PLS Results - Observational Tab

Partial Least Squares (PLS)

Select the Observational tab of the PLS Results dialog box to access options to display and plot various observational statistics, such as predicted and residual values, factor scores, etc. For additional details about these options, see the Introductory Overview or the Partial Least Squares (PLS) Index.

Sample. Select the an option button under Sample to specify which type of sample to base the predicted and residual values.

 Analysis/Cross-val/Both/Prediction. You can display and plot predicted and residual values for all observations that were used to compute the current results (select Analysis), all observations that were not used to compute the current results, but have valid data for all predictors and the dependent variable (select Cross-val(idation)), both the Analysis and Cross-validation samples (select Both), or display and plot predicted values for all cases that have valid data for the predictor variables, but missing data for at least one dependent variable (select Prediction). If these options are not available, no valid cases in the prediction sample were found, and/or no cross-validation sample was specified via the PLS Quick Specs - Options tab, or via the SAMPLE keyword in the PLS Analysis Syntax Editor.

Residuals. Click the Residuals button to display a spreadsheet with the raw residuals, computed for the respective number of components as specified in the Number of components field on the PLS Results dialog box.

Predicted values. Click the Predicted values button to display a spreadsheet with the predicted values for each dependent (response) variable, computed for the specified Number of components (see PLS Results).

Scores. Click the Scores button to display a spreadsheet with the factor scores for each dependent (response) variable, computed for the specified Number of components (see PLS Results).

Raw data. Click the Raw data button to display a spreadsheet with the raw data values for the predictor (X) variables as well as the dependent (response) variables. This option is particularly useful for reviewing the coded values for categorical predictor variables in the design matrix (see also the GLM Introductory Overview topic Sigma-Restricted and Overparameterized Model for details).

Histograms. Use the options under Histograms to create histograms of the values for any of the dependent (response) variables in the analysis, or for any of the predicted or residual values for the dependent (response) variables.

Variable. Select the variable/value to be plotted in the histogram in the Variable drop-down list.

Plot of selected item. Click the Plot of selected item button to display a histogram of the variable/value you selected (see Variable above).

Bin #. Enter the number of categories in the histogram (the number of bins) in the Bin # field.

Normal probability plots. Use the options under Normal probability plots to create normal probability plots of the values for any of the dependent (response) variables in the analysis, or for any of the predicted or residual values for the dependent (response) variables.

Variable. Select the variable/value to be plotted in the normal probability plot in the Variable drop-down list.

Plot of selected item. Click the Plot of selected item button to display a normal probability plot of the variable/value you selected (see Variable above).

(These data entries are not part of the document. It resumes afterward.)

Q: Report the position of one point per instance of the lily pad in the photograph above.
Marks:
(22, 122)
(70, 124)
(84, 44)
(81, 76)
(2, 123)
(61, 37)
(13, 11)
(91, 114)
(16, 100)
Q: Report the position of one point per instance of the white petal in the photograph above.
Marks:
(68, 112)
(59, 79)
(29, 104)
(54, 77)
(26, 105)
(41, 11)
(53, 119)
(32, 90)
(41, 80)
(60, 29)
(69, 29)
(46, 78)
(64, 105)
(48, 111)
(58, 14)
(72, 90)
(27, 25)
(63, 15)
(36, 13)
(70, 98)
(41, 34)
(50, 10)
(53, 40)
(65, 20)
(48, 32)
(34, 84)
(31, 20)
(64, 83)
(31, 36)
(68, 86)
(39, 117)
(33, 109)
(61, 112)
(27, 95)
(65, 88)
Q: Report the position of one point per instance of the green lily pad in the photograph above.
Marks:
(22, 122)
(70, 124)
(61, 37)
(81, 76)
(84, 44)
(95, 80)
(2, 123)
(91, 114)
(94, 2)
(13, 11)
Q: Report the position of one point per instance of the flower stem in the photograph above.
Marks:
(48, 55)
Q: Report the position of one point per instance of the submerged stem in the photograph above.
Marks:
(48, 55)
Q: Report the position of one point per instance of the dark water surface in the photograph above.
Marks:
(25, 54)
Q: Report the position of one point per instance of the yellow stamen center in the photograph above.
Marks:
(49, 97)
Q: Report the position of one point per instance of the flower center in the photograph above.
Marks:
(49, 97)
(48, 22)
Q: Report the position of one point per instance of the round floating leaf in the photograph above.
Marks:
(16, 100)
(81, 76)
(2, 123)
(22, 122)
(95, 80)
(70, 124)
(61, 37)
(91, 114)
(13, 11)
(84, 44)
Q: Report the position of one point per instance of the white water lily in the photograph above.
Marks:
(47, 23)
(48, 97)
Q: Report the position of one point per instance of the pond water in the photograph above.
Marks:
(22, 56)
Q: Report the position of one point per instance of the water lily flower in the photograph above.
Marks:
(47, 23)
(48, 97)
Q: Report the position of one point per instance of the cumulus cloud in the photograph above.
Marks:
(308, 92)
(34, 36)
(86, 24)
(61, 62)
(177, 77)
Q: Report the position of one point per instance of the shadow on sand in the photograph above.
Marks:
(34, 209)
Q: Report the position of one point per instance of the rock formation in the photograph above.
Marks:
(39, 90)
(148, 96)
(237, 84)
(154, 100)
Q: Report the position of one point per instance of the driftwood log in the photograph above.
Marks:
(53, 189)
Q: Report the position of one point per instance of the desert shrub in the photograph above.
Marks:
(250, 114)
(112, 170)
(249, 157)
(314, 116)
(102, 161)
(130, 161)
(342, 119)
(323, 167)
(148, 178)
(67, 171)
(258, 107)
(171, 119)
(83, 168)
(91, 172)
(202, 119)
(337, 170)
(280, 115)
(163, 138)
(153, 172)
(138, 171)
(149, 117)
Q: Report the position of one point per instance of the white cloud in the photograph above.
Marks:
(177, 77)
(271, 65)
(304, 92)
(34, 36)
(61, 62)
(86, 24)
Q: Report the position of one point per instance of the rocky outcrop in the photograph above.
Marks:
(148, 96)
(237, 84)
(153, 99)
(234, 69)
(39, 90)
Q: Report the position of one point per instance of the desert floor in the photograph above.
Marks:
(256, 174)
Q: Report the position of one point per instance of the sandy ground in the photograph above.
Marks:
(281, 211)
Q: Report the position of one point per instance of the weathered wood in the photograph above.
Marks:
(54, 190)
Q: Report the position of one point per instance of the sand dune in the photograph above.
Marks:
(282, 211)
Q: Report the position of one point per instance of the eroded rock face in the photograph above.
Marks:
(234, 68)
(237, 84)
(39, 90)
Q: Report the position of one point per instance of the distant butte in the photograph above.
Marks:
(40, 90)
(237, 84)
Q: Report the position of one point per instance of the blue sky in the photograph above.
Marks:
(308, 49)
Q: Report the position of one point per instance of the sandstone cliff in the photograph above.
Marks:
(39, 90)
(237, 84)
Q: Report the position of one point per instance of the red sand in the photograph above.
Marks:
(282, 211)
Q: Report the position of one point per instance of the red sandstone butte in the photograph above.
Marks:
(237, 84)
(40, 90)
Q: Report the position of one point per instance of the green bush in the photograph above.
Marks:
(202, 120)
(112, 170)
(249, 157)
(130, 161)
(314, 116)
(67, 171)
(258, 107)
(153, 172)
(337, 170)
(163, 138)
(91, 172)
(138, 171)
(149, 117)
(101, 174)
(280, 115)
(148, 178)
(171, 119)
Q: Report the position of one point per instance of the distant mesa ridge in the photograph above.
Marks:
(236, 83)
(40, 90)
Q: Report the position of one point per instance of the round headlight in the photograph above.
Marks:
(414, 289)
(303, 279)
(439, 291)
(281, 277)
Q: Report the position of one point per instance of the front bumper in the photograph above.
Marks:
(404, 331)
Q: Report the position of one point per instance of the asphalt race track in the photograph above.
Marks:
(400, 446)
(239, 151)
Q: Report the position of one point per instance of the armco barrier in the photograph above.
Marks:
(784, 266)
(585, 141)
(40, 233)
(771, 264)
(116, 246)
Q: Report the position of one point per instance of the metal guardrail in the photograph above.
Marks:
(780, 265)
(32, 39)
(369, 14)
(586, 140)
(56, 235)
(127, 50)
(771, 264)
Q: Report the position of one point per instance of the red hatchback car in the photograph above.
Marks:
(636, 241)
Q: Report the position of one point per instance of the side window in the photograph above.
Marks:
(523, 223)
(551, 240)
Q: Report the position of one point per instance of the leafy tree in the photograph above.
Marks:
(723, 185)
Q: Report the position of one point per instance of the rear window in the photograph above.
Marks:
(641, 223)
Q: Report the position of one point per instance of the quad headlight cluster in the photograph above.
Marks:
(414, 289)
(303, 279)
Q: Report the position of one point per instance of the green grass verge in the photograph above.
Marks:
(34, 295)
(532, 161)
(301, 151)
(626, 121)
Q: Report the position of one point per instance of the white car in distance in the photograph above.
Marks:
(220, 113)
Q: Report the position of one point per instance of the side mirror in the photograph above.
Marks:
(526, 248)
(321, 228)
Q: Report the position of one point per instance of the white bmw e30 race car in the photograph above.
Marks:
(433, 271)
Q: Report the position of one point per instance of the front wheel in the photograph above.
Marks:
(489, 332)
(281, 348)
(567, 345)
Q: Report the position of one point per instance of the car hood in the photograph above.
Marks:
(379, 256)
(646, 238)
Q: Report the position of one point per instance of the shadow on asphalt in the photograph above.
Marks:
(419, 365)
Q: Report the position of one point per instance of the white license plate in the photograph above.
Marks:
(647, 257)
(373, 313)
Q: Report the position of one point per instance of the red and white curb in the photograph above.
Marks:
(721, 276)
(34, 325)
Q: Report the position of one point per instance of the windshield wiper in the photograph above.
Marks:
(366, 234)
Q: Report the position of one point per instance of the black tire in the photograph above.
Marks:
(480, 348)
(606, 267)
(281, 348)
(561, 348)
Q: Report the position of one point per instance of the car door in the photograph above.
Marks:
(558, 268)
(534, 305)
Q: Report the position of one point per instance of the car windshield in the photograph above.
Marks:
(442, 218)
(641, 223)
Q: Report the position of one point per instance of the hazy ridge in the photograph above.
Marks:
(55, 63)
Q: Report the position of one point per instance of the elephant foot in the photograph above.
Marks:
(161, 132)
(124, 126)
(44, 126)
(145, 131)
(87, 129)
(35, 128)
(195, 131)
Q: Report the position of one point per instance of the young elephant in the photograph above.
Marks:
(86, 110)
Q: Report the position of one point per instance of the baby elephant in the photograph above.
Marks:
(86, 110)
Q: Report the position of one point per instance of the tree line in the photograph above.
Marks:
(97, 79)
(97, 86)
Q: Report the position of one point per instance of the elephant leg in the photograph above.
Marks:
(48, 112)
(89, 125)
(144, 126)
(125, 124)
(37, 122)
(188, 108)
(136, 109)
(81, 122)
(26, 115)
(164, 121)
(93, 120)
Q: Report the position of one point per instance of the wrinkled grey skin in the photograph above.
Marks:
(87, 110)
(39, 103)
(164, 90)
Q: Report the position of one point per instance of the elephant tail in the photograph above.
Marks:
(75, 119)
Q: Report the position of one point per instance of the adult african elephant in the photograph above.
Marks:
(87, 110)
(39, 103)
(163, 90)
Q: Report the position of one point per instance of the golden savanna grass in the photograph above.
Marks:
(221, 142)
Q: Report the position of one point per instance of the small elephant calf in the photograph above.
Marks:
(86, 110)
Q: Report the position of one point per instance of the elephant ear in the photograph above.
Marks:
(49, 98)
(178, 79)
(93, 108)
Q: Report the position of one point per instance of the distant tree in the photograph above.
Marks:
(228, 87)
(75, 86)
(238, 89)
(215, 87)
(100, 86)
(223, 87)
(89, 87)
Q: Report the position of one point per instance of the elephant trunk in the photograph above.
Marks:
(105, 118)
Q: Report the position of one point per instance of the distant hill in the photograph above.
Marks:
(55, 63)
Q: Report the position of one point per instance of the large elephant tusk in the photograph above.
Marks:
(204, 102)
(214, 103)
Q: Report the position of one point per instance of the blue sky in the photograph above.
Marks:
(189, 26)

Observational scatterplots. Use the options under Observational scatterplots to create 2D scatterplots of the values for any of the dependent (response) variables in the analysis, or for any of the predicted or residual values for the dependent (response) variables.

 Y. Select the variable/value to be plotted on the y-axis of the scatterplot in the Y drop-down list.

X. Select the variable/value to be plotted on the x-axis of the scatterplot in the X drop-down list.

Plot of selected items. Click the Plot of selected item button to display a scatterplot of the variables/values you selected (see Y, X above)

For additional details about the computations in PLS, see Computational Approach or the Partial Least Squares (PLS) Index.